Вскоре я заметил, что у Муц есть муж, что молодожёны построили себе гнездо в абажуре на веранде и что они счастливы. Хотя я не могу сказать, чтобы лично мне муж Муц понравился. Был это, правда, рослый, красивый воробей, но дикий, трусоватый и полный недоверия ко мне. Ко мне, который безропотно согласился на протяжении нескольких длинных, жарких недель даже не заглядывать на веранду, чтобы ничем не омрачить счастье Муц!
Зато Муц была добра и мила за двоих. Когда только могла отлучиться от гнезда, прилетала ко мне, быстро съедала то, что я ей подавал, не переставая щебетать о своём счастье, и возвращалась к детям.

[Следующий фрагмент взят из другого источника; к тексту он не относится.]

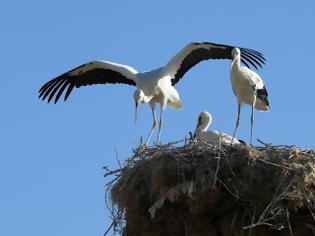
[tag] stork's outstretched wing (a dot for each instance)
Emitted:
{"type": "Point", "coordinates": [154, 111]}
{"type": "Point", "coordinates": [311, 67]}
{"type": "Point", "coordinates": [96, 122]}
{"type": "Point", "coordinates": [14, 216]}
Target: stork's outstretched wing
{"type": "Point", "coordinates": [95, 72]}
{"type": "Point", "coordinates": [196, 52]}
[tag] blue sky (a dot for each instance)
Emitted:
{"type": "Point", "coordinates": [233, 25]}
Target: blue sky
{"type": "Point", "coordinates": [51, 156]}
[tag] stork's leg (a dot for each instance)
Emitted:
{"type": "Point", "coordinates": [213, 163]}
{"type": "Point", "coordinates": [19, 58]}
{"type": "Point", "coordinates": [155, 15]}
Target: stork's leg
{"type": "Point", "coordinates": [153, 126]}
{"type": "Point", "coordinates": [160, 124]}
{"type": "Point", "coordinates": [237, 120]}
{"type": "Point", "coordinates": [252, 121]}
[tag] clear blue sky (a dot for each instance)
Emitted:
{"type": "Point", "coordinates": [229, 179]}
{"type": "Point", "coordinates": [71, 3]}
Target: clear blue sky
{"type": "Point", "coordinates": [51, 156]}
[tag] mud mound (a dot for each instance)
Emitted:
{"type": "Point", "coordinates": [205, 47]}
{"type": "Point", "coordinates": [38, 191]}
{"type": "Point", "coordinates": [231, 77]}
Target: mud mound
{"type": "Point", "coordinates": [204, 189]}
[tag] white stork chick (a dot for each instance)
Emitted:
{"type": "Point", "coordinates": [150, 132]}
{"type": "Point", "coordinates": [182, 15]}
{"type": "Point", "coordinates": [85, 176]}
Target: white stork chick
{"type": "Point", "coordinates": [155, 86]}
{"type": "Point", "coordinates": [248, 87]}
{"type": "Point", "coordinates": [212, 136]}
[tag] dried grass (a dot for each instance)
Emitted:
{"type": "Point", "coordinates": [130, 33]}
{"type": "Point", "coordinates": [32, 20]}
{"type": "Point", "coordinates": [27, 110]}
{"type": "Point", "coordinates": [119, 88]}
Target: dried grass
{"type": "Point", "coordinates": [205, 189]}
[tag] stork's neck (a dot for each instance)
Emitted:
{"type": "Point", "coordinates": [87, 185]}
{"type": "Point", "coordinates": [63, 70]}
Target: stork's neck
{"type": "Point", "coordinates": [203, 127]}
{"type": "Point", "coordinates": [236, 62]}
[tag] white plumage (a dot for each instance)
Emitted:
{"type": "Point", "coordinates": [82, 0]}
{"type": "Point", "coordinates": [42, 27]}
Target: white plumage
{"type": "Point", "coordinates": [248, 87]}
{"type": "Point", "coordinates": [155, 86]}
{"type": "Point", "coordinates": [212, 136]}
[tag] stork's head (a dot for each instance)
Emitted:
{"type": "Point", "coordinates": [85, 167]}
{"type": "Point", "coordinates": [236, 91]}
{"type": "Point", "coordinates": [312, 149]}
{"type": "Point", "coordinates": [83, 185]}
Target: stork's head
{"type": "Point", "coordinates": [235, 52]}
{"type": "Point", "coordinates": [204, 120]}
{"type": "Point", "coordinates": [139, 97]}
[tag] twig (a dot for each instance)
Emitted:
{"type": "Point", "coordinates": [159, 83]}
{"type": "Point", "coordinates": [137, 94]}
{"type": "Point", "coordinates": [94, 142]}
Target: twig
{"type": "Point", "coordinates": [289, 223]}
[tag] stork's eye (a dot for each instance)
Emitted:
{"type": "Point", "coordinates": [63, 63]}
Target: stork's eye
{"type": "Point", "coordinates": [199, 119]}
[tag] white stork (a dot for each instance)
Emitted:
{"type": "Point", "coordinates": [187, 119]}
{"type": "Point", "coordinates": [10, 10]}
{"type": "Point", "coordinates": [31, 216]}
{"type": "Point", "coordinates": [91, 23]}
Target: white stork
{"type": "Point", "coordinates": [212, 136]}
{"type": "Point", "coordinates": [156, 86]}
{"type": "Point", "coordinates": [248, 87]}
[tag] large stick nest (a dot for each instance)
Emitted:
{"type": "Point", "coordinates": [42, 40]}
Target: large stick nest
{"type": "Point", "coordinates": [205, 189]}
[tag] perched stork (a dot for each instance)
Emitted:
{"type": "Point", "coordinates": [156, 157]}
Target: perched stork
{"type": "Point", "coordinates": [212, 136]}
{"type": "Point", "coordinates": [248, 87]}
{"type": "Point", "coordinates": [156, 86]}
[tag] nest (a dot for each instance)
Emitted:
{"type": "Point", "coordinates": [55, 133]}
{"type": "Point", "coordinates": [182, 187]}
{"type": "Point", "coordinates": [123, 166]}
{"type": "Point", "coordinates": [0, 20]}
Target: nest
{"type": "Point", "coordinates": [215, 190]}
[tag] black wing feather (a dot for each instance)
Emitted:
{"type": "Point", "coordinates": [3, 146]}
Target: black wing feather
{"type": "Point", "coordinates": [216, 51]}
{"type": "Point", "coordinates": [90, 77]}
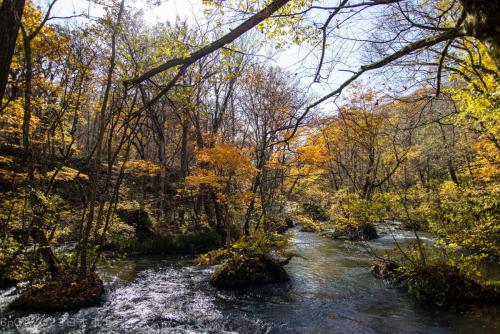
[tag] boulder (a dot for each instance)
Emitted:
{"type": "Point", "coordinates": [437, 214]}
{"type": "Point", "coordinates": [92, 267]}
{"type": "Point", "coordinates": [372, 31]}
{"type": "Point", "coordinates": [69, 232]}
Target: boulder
{"type": "Point", "coordinates": [241, 272]}
{"type": "Point", "coordinates": [62, 293]}
{"type": "Point", "coordinates": [355, 231]}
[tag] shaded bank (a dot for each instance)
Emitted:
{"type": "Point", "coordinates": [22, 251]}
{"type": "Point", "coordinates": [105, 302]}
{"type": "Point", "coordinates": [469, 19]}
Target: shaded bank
{"type": "Point", "coordinates": [331, 291]}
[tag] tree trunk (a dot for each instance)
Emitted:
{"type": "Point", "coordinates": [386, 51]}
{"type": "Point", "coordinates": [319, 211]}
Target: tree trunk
{"type": "Point", "coordinates": [11, 12]}
{"type": "Point", "coordinates": [483, 22]}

Однако ещё лучше почувствовали себя мы с ней, когда этот грубиян, её муж, улетел от неё, сбежал. Вместе с ней мы радовались щебету четырёх малышей, которые становились всё крепче, но — что правда, то правда — и всё прожорливее. Пришлось мне самому заменять им бессердечного папашу. Я поднял на ноги всех знакомых сорванцов в городе. Скупал у них живых мух, дождевых червей. Ну, худо ли, хорошо ли, а воспитали мы с Муц из её детишек дельных воробьёв.
Не обошлось, однако, и без несчастья. Когда Муц учила своих малышей летать, она каким-то образом сломала свою деревянную ногу. Пришлось заменить спичку, как слишком хрупкую, приличным протезом из тонкой проволоки. С такой искусственной ногой можно было без опаски садиться на любую ветку. Хорошая получилась проволочная нога, скажу без хвастовства!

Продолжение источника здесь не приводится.